No, non sono credente. E’ uno stereotipo che le persone prive di fede non abbiano spiritualità. Cos’è che mi fa andare avanti? La curiosità per la vita, credo. Le giornate passano, non ho tempo per tutto. Comincio la giornata con la mobilizzazione passiva. Ho assunto un infermiere, due volte la settimana viene il fisioterapista dell’ASL. Poi i vari lavaggi. Dunque, mi metto al pc e sbrigo la corrispondenza, sono attivo anche nell’associazionismo e quindi è sempre intensa la mia vita.. Di pomeriggio scrivo, sto ultimando il mio secondo romanzo, ma non sempre ci riesco, dovrei darmi una disciplina. A sera vedo film, sono un cinefilo accanito.

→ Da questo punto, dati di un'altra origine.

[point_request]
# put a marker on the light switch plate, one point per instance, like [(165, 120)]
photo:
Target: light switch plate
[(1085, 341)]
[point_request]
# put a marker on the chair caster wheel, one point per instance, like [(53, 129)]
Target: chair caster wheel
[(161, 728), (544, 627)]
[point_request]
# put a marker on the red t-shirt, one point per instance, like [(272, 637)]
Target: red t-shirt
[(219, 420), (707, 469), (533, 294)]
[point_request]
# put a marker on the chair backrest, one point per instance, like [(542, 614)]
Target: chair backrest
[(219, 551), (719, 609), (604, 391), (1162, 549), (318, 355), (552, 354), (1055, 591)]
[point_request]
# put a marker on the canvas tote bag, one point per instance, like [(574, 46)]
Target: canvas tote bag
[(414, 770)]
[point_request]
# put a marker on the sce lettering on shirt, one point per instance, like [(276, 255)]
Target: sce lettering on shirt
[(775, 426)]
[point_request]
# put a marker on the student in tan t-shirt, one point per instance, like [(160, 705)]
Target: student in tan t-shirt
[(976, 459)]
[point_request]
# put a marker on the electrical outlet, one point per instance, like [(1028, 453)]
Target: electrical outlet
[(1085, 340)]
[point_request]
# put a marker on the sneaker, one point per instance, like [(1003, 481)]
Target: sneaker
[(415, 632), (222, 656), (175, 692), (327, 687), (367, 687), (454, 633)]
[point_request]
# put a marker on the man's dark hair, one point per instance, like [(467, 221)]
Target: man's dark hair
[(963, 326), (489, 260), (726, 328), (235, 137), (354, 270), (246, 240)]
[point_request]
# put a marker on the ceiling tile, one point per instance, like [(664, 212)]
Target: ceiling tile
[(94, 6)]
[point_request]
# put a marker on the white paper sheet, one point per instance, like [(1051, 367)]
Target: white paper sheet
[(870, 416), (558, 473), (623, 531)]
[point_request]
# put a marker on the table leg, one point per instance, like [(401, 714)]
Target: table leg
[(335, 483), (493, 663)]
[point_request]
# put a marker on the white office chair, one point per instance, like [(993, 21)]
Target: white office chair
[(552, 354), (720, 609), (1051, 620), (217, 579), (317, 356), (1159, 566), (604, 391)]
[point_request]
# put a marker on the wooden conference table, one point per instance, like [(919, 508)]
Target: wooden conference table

Non tutti hanno la sua forza, però.
Beh, c’è stato un momento particolarmente difficile, che non scorderò. Fare l’intervento di tracheotomia non è cosa facile, perché non si torna indietro. A chi si trova nelle mie condizioni consiglierei di meditare bene, senza inutili sensi di colpa, qualunque sia la decisione. Accettare la malattia è cosa essenziale. Ho visto malati vivere con un senso di rabbia devastante. Si deve pensare che un ciclo di vita si è concluso e se ne apre un altro, le cui coordinate sono tutte da stabilire, una condizione molto difficoltosa e non facile da accettare. Se non c’è questa consapevolezza, va fatta una scelta diversa: le cure palliative in attesa della morte. Sono un po’ brutale, è vero, ma la SLA non lascia alternative, purtroppo.
Come vivono in genere i malati di Sla in Italia? Ritiene che siano considerati pazienti di serie B?
I malati di SLA non sono tutelati affatto. Come del resto tutti i non autosufficienti. Il fondo nazionale non-autosufficienze è stato azzerato cinque anni fa dal governo Berlusconi. Oggi servirebbero non più di 700 milioni di euro, una cifra ridicola, per assicurare a tutti i non autosufficienti, una vita al proprio domicilio dignitosa, senza ingrassare le RSA private. Invece chi ha un non autosufficiente a casa è costretto a rinunciare al lavoro, vendere la casa, per offrire certi livelli d’assistenza. Esistono per noi solo disabili che non hanno diritti. La crescita del movimento di tutela ha compreso che non si possono fare lotte settoriali, ma battersi per i diritti di tutti.
Veniamo al libro, edito da Longanesi.
Un giorno un’amica, Gabriella Della Rovere, mi propose di scrivere una testimonianza sulla malattia. Io, che non volevo rompere le palle ai lettori, ci ho scritto un romanzo. E così è cominciata la voglia di scrivere, entro nel mondo fantastico della fiction e mi ci perdo.
Dalla sua storia è nato anche un documentario. E’ partita un’operazione di crowfunding per finanziarlo. E’ così?
Mi hanno seguito per oltre tre anni, ritagliandosi spazi all’interno del proprio lavoro, due filmakers torinesi, miei amici, semplicemente perché mi vogliono bene. Da questo lavoro, completamente gratuito è nato un sacco di materiale, affiancato dalla drammatizzazione di alcune scene del romanzo, anch’esso interpretato da attori, gratuitamente. La raccolta fondi costituisce la copertura economica per le numerose ore del montaggio e i costi di distribuzione. Il tetto è stabilito in 8500 euro, una cifra modesta, per un film auto-prodotto.
Beh, c’è molto perché perché possa sentirsi un tipo tosto. Non è così?
In certo modo, sì,. sono un tipo tosto, ma solo perché ho avuto condizioni migliori di altri, a partire dalla mia formazione. Dall’esistenzialismo ho mutuato la facoltà di esserci nel mondo e l’intenzionalità, che io traduco in volontà, di stare al mondo.